Limitations & Future Work

  1. Purely theoretical work: Only synthetic simulation experiments are provided; end-to-end validation on real LLM personalization tasks is absent.
  2. Small ground set size: The simulation uses only 14 macro-facets, where brute-force search is feasible; scalability to large-scale scenarios is unverified.
  3. Strong utility function assumptions: Whether submodularity and monotonicity strictly hold in LLM settings requires further empirical support.
  4. Post-closure quotas are left as future work: The current framework does not apply when quotas must be checked against the count of actual facets after expansion.
  5. Static model: Dynamic personalization scenarios involving temporally evolving user preferences or context-dependent interests are not considered.

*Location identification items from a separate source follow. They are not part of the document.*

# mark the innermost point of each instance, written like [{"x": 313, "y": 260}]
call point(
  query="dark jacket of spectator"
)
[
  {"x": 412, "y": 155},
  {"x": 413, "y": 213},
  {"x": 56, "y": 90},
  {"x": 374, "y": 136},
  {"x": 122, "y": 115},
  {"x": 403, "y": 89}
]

  • Classical submodular optimization theory: Nemhauser et al. (1978) greedy \(1/2\) guarantee; Calinescu et al. (2011) continuous greedy \((1-1/e)\) guarantee—this paper instantiates these classical results in the LLM personalization setting.
  • SCC condensation: Tarjan's (1972) classical algorithm is used for dependency compilation.

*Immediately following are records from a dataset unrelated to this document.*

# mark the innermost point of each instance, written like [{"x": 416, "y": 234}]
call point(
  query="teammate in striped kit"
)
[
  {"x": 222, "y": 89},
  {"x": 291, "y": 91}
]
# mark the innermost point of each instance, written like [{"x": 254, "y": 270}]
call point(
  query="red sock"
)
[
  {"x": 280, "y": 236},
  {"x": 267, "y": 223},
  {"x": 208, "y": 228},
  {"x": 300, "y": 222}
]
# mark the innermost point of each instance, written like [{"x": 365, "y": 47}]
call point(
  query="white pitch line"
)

  • LLM personalization: Existing methods mostly employ simple budgets or partition quotas, lacking the ability to handle hierarchical structures and explicit dependency closures.

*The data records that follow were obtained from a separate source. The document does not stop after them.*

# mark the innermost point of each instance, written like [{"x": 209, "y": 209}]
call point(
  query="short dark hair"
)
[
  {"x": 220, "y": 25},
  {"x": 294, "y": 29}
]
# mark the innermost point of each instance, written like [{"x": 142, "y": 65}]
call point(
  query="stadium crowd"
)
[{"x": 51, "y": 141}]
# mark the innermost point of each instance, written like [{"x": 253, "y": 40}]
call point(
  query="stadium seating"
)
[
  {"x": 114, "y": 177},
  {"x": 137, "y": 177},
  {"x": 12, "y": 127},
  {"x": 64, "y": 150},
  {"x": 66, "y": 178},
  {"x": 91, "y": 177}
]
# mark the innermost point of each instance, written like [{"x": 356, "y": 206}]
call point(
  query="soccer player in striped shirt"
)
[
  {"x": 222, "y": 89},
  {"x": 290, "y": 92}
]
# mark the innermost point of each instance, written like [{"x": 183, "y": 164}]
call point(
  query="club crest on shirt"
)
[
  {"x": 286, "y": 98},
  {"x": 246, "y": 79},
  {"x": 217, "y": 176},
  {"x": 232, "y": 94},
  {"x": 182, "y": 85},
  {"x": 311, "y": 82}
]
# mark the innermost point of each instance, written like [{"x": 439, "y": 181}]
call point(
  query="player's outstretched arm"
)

  • Insight: When facing data selection problems with complex constraints, it is worthwhile to investigate whether the underlying structure admits a matroid characterization—if so, the rich toolbox of combinatorial optimization can be directly applied.

Rating

⭐⭐⭐⭐

The theoretical contribution is solid—formalizing practical constraints in LLM personalization as matroids is a valuable innovation, with clear and complete proofs. However, the experiments are limited to synthetic simulations, and the lack of real-world validation is the primary weakness. The theory-to-practice gap in this paper is substantial and requires follow-up work to bridge.